TIDMLOGP
RNS Number : 9569V
Lansdowne Oil & Gas plc
07 December 2023
The information contained within this announcement is deemed by
the Company to constitute inside information as stipulated under
the retained EU law version of the Market Abuse Regulations (EU)
No. 596/2014 ("MAR"). Upon the publication of this announcement via
Regulatory Information Service ("RIS"), this inside information is
now considered to be in the public domain. If you have any queries
on this, then please contact Steve Boldy, the Chief Executive
Officer of the Company (responsible for arranging release of this
announcement).
7 December 2023
Lansdowne Oil & Gas plc
("Lansdowne" or the "Company")
Firm and Conditional Placing to raise GBP200,000
Lansdowne Oil & Gas plc (AIM: LOGP), is pleased to announce
that it has placed:
-- 40,000,000 new ordinary shares of 0.1 pence each (the "Firm
Placing Shares"), conditional on admission of the Firm Placing
Shares to trading on AIM (but not, for the avoidance of doubt,
conditional upon the issue of the Conditional Placing Shares);
and
-- 160,000,000 new ordinary shares of 0.1 pence each (the
"Conditional Placing Shares" and, together with the Firm Placing
Shares, the "Placing Shares"), conditional on, inter alia, the
passing of certain resolutions (the "Resolutions") at the
forthcoming general meeting of the Company to be held at the
offices of Tavira Financial Limited, 13(th) Floor, 88 Wood Street,
London EC2V at 10 a.m., on 29 December 2023 (the "GM"),
in each case, at a placing price of 0.1 pence per Placing Share
(the "Placing Price") (the "Placing"). Tavira Financial Limited ("
"Tavira" or "TFL") acted as broker to the Placing.

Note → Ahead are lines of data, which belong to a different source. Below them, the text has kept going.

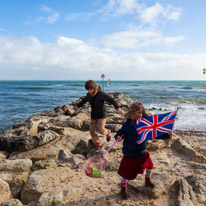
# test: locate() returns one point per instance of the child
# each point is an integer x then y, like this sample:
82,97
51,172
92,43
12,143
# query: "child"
96,97
136,159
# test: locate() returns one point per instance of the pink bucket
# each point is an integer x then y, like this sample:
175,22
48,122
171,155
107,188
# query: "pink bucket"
95,167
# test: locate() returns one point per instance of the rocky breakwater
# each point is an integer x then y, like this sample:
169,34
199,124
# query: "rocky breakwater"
42,163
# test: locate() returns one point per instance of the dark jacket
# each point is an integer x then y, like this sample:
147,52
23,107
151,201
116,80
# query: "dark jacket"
97,104
130,147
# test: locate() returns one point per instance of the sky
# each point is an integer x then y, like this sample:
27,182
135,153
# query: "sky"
82,39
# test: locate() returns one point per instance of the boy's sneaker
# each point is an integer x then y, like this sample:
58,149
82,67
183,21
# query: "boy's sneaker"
109,136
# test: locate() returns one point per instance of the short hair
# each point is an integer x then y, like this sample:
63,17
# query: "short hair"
133,109
90,84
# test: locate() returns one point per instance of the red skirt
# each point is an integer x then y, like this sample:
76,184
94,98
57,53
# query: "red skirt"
131,167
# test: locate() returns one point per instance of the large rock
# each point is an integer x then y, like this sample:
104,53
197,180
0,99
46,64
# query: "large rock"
26,142
12,202
15,172
185,195
4,191
162,181
56,198
42,181
184,148
198,183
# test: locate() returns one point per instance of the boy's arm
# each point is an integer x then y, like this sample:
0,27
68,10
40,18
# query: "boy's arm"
82,102
109,99
122,131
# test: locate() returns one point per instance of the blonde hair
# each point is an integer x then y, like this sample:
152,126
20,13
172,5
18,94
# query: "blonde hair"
133,109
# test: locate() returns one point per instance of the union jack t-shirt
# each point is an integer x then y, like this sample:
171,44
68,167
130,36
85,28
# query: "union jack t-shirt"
154,126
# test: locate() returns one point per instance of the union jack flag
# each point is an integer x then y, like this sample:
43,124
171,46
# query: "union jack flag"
154,126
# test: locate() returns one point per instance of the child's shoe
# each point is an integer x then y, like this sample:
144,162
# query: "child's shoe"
124,193
149,183
109,135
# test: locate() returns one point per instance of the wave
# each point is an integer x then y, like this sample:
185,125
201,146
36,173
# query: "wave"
187,87
33,88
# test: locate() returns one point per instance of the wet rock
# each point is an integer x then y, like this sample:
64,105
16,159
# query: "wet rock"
185,195
12,202
4,191
42,181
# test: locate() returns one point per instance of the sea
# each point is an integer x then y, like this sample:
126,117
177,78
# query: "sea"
20,99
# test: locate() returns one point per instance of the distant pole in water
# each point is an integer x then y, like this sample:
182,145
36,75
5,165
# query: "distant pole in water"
102,76
109,82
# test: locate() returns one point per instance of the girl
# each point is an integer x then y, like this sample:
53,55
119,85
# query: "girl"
96,97
136,159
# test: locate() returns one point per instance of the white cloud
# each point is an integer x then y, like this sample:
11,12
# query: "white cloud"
46,9
158,12
51,18
137,39
83,16
120,7
72,58
150,14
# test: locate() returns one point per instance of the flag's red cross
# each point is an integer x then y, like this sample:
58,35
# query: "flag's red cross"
154,126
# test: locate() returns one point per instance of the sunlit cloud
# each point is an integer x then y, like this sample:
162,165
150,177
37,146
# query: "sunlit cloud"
158,12
79,16
137,39
52,16
68,56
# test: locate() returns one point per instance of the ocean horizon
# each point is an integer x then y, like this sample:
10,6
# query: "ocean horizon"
19,99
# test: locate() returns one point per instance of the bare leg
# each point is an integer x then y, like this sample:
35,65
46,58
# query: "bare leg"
93,133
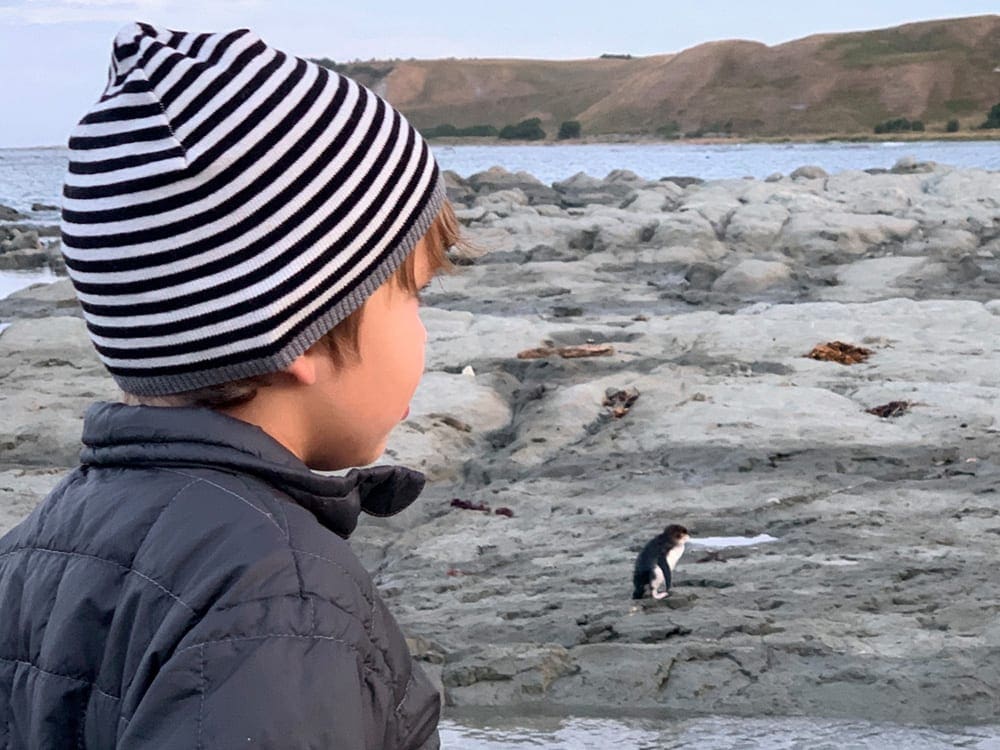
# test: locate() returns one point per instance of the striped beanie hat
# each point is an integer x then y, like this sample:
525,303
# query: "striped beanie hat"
228,204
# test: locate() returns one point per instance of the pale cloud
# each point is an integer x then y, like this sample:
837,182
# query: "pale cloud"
82,11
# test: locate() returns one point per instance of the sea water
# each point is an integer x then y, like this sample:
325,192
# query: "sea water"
29,176
709,733
34,175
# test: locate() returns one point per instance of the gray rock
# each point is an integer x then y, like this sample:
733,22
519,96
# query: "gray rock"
498,178
10,214
582,190
809,172
909,165
752,277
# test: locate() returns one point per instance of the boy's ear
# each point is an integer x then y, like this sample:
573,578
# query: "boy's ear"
303,367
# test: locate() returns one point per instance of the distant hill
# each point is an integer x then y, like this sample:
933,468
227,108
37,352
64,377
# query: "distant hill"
823,84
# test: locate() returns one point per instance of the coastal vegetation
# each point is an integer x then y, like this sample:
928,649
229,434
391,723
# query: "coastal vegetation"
569,129
526,130
992,119
899,125
448,130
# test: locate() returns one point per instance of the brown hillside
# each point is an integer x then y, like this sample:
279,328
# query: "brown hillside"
821,84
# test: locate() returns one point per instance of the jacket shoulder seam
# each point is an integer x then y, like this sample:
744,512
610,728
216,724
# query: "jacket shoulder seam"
265,636
127,568
93,685
238,496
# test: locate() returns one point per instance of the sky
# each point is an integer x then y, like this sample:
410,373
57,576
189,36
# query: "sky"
54,53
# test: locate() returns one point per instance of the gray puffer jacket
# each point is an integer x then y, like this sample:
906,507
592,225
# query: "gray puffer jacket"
190,586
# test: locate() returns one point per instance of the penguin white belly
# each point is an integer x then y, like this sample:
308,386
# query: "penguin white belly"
674,555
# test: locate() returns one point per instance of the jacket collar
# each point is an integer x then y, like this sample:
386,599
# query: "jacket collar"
116,435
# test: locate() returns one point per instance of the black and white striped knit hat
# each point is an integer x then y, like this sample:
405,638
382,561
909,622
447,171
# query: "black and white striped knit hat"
227,204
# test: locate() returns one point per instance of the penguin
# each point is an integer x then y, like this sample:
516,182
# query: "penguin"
657,561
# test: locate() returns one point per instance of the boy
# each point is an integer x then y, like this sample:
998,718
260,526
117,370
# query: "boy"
247,234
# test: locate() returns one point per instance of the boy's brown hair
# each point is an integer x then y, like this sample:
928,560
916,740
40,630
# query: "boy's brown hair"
341,342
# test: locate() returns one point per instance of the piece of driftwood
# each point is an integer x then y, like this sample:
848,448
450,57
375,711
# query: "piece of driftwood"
568,352
891,409
838,351
620,401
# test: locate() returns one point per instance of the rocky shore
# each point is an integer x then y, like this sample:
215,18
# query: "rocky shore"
699,301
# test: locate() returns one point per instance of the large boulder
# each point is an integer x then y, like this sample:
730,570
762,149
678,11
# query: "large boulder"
498,178
833,237
582,190
752,276
754,228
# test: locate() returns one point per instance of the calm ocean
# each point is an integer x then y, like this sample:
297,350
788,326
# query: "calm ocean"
35,175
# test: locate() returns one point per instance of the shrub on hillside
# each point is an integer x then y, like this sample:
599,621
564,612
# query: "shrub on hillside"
447,130
526,130
993,118
671,130
569,129
899,125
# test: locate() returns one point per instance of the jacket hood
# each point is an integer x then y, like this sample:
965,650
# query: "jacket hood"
119,435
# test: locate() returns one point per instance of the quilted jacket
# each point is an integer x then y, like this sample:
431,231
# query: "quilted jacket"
190,586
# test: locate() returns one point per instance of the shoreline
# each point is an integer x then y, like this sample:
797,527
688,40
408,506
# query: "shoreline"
640,140
634,140
877,602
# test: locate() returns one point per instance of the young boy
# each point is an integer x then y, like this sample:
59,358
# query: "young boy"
247,234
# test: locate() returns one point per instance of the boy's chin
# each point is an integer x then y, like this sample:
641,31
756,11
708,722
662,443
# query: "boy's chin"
348,461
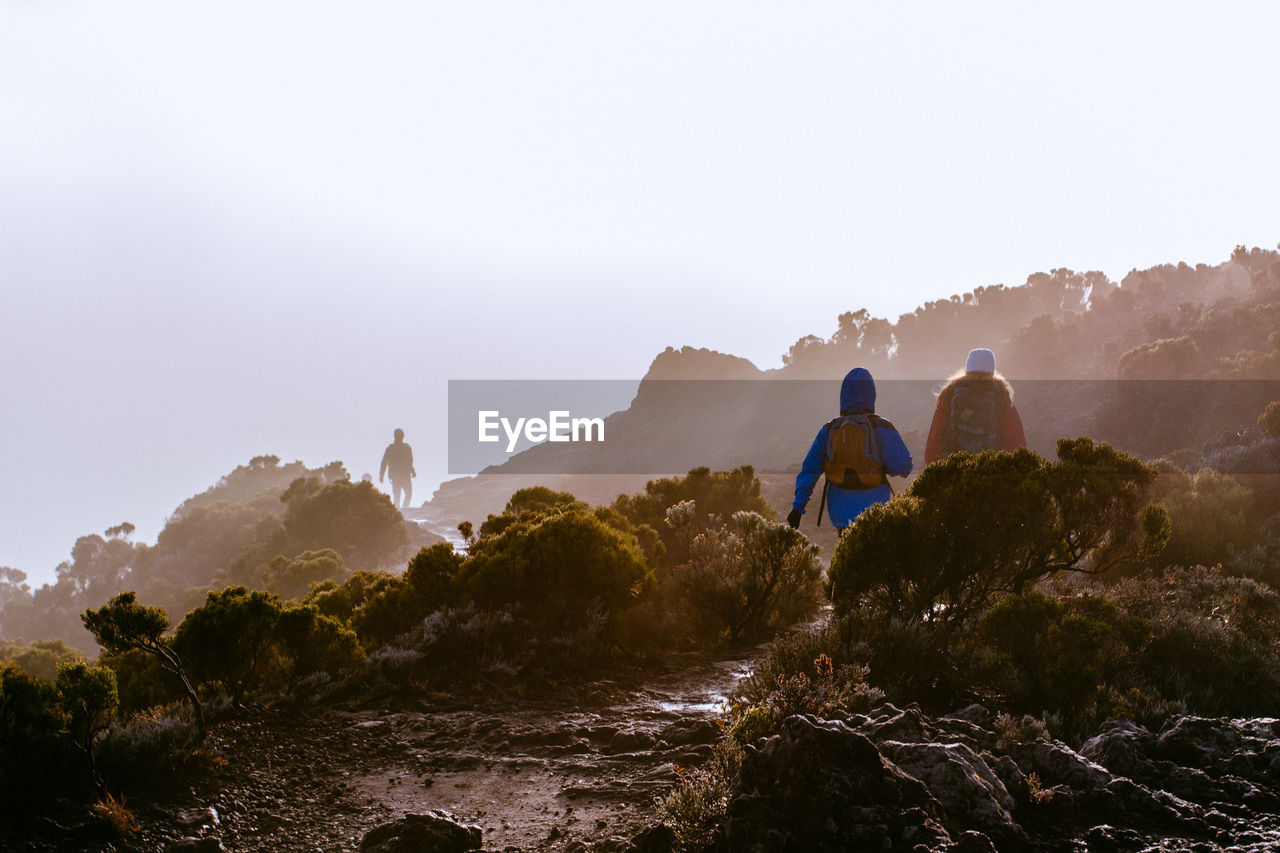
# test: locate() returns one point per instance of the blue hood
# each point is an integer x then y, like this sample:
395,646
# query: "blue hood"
858,392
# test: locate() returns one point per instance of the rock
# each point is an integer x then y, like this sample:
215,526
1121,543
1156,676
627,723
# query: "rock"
196,845
685,733
969,792
656,839
1198,742
819,787
197,819
1105,838
1123,747
433,833
890,724
973,842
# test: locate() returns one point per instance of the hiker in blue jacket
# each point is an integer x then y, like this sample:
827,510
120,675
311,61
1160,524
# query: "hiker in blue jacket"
881,452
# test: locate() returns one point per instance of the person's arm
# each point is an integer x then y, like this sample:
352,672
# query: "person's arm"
1011,436
812,468
937,432
894,452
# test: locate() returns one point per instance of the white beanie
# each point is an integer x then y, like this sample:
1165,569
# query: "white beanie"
981,361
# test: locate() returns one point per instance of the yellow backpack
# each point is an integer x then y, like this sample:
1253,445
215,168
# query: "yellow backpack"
854,454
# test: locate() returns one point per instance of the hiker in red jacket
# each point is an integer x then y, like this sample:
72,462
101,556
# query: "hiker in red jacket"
976,411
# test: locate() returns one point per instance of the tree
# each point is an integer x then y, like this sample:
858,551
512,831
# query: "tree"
314,642
90,699
227,638
1269,422
974,528
560,566
720,493
123,624
746,576
31,726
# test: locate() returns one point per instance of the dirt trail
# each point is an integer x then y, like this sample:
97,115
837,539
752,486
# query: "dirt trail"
533,774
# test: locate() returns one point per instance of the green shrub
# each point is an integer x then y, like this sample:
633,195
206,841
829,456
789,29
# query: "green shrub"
745,578
1056,655
1269,422
698,806
1215,639
90,699
39,658
227,639
433,573
1211,516
145,749
35,761
720,493
558,568
974,528
311,642
123,625
293,578
141,682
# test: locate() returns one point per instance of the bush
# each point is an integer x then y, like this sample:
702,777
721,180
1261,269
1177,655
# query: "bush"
1215,639
1269,422
90,699
720,493
141,682
35,756
1211,516
225,641
974,528
312,642
293,578
39,658
124,625
145,749
1055,655
698,806
558,568
745,578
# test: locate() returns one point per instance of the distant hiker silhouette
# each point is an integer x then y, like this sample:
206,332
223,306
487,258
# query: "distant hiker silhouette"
856,452
976,411
398,459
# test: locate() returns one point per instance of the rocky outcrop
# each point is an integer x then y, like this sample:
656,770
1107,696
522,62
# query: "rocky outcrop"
821,785
432,833
896,779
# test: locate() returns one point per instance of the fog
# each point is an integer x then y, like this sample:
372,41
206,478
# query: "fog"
242,231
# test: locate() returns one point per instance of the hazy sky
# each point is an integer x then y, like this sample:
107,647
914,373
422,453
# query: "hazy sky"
242,228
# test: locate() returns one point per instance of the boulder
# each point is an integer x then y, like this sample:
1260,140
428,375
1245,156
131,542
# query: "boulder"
433,833
821,787
972,796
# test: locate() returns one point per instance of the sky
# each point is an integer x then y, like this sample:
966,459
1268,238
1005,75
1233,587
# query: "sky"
242,228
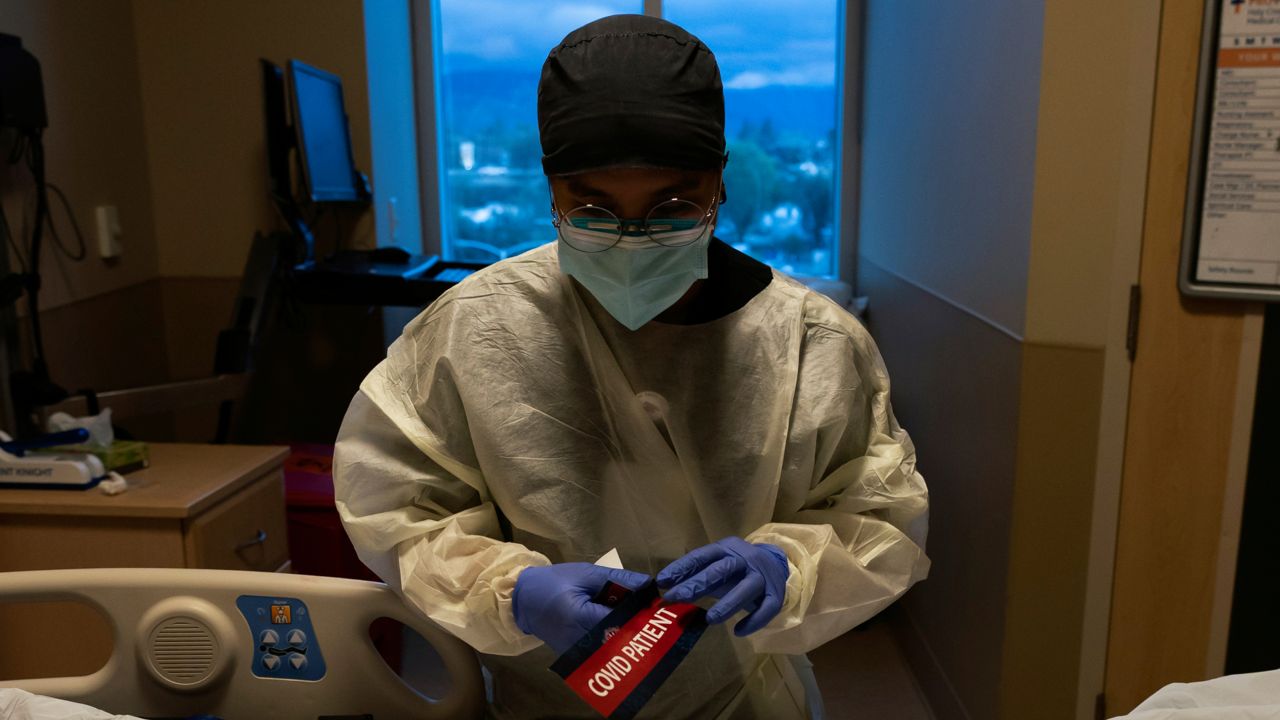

The proceeds of the Placing will be used to meet the Company's
expected working capital requirements through to the end of June
2024.
Company Update
As previously reported the Company is currently looking to
defend its rights through arbitration under the Energy Charter
Treaty in respect of the Barryroe Lease Undertaking
Application.
On 18 September 2023 the Company announced it had received a
letter from the Irish State Solicitors Office indicated that a
representative of the DECC would be prepared to meet with the
Company. The Company has responded seeking to set up such a
meeting, but this has yet to be arranged.
Accordingly, the Company is continuing discussions with
potential litigation funders with a view to their appointment ahead
of pursuing damages from the Irish Government for breach of terms
under the Energy Charter Treaty. Proceeds from the Placing will
enable the Company to progress these discussions and updates will
be provided as appropriate. The balance of the proceeds will be
applied to general working capital and ensure the Company can
remain a going concern until the end of June 2024, by which point
the Company expects to have made substantial progress in these
endeavours.
As announced on 20 September 2023, the Company has been
designated as an AIM Rule 15 Cash Shell with effect from that date.
As an AIM Rule 15 Cash Shell, the Company is required to make an
acquisition, or acquisitions, which constitutes a reverse takeover
under Rule 14 of the AIM Rules (including seeking re-admission
under the AIM Rules) within six months of 20 September 2023. In the
event that the Company does not complete a reverse takeover under
AIM Rule 14 by 20 March 2024 or seek re-admission to trading on AIM
as an investing company (either being a "Re-admission
Transaction"), the Company's ordinary shares would be suspended
from trading pursuant to Rule 40 of the AIM Rules. Thereafter, if a
Re-admission Transaction has not been completed within a further
six-month period, admission to trading on AIM of the Company's
ordinary shares would be cancelled.
The Firm Placing
The Firm Placing Shares will be issued pursuant to the Company's
existing share allotment and pre-emption disapplication authorities
granted to the directors by shareholders at the annual general
meeting of the Company held on 9 August 2023.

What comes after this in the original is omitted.